Would you consider Zurich a high risk position?
AA credit rating, 34% long term debt / capital, a bit cyclical in earnings and mostly steady and growing in dividends; overall steady earnings growth rate of about 5%.
High payout ratio, I’ll give you that … but then again, I’m not sure they – as a multiline insurance business – have lots of avenues for better capital allocation?
Admittedly, there’s not many Swiss companies with high yields that I would put my money in.
Since I am not very much into individual stock valuation, it’s tough to say if the stock is currently over priced or underpriced.
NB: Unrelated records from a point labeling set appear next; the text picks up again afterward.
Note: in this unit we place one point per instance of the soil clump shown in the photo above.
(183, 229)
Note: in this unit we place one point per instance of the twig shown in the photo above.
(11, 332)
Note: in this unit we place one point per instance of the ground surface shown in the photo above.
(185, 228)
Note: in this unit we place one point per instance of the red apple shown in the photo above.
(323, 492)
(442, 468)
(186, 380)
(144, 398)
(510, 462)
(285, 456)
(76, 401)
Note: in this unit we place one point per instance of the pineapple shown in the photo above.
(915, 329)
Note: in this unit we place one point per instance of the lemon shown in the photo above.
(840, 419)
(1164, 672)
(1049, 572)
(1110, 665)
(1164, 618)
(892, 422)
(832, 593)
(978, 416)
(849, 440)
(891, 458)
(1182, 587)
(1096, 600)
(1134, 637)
But overall the stock has performed decently over the last 5 years and even outperformed the SMI. So I would say unless someone bought during the 1999 period, this particular company has been a good investment
The good thing about 5% dividends is that if the company manage to stick around for 20 years then the money would be back no matter what
I was tempted to buy into Roche at 220 CHF just to test this theory. But then I realized that SPI already have a lot of Roche so didn’t want to extend the exposure. Post that stock rallied anyways and would have been great investment.
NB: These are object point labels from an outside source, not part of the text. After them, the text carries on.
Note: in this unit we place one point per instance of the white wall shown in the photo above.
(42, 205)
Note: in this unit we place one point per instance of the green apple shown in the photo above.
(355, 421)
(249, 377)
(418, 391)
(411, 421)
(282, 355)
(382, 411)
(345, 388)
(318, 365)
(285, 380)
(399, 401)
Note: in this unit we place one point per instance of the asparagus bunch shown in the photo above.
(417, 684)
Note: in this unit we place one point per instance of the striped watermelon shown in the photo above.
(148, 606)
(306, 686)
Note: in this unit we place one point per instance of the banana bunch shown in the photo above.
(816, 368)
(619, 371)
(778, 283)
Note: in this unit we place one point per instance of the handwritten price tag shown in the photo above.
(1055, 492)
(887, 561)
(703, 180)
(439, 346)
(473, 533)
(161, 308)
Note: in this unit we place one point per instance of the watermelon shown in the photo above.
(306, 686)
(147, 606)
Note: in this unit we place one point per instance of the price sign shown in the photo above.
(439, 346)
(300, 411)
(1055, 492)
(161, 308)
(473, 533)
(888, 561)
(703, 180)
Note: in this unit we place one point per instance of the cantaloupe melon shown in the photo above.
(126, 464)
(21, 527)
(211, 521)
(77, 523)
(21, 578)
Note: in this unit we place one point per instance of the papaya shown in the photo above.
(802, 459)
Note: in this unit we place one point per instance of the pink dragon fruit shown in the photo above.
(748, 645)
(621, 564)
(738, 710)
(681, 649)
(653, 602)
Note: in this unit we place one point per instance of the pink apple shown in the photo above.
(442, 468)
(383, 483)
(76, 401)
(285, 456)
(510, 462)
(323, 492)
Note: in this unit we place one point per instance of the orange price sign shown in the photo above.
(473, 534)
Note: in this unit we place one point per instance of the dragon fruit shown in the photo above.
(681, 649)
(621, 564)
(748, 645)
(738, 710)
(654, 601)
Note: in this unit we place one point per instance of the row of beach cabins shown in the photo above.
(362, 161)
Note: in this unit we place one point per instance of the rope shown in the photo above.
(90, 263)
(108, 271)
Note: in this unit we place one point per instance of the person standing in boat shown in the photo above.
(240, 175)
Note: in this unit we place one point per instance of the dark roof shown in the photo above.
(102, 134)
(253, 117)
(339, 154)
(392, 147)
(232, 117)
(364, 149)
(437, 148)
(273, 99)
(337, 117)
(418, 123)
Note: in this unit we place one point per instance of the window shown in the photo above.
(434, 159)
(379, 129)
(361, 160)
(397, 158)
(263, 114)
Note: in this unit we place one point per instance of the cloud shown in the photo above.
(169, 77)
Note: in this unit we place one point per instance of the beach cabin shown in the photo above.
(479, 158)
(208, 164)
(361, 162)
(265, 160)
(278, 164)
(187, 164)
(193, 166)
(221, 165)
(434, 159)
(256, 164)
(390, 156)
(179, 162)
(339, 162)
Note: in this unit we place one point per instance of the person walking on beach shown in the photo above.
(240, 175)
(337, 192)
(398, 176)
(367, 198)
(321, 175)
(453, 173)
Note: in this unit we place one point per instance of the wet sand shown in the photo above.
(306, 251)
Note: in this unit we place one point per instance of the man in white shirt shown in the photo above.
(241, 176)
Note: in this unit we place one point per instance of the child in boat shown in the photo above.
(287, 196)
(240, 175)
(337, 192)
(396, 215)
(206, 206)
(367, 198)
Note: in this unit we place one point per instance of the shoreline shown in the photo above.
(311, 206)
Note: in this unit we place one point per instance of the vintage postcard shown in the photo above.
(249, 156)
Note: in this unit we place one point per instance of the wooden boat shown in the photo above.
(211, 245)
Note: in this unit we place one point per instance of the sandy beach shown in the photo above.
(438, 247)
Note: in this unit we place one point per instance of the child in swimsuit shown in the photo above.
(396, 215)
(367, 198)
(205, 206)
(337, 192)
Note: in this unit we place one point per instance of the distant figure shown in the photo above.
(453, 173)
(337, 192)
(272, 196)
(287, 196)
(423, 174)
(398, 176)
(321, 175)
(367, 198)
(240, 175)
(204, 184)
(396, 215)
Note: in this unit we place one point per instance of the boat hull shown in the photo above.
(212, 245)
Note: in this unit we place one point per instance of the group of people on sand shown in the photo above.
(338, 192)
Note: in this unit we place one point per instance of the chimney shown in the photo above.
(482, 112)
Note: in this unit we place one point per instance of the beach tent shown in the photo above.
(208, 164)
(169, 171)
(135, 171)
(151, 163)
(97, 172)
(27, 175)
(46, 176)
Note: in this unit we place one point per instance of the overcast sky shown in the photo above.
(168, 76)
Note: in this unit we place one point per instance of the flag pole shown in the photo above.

Roche is the other position I dipped my son’s portfolio feet into in March this year …
He has no* index exposure, so I’m not bothered by Roche making up lots of the SMI/SPI.
* Ok, he has no Swiss index exposure, but owns VOO and VXUS bought at the the-world-is-ending time of the COVID crisis in early 2020. Bought them mostly for educational purposes that the rumors of the world ending were much exaggerated.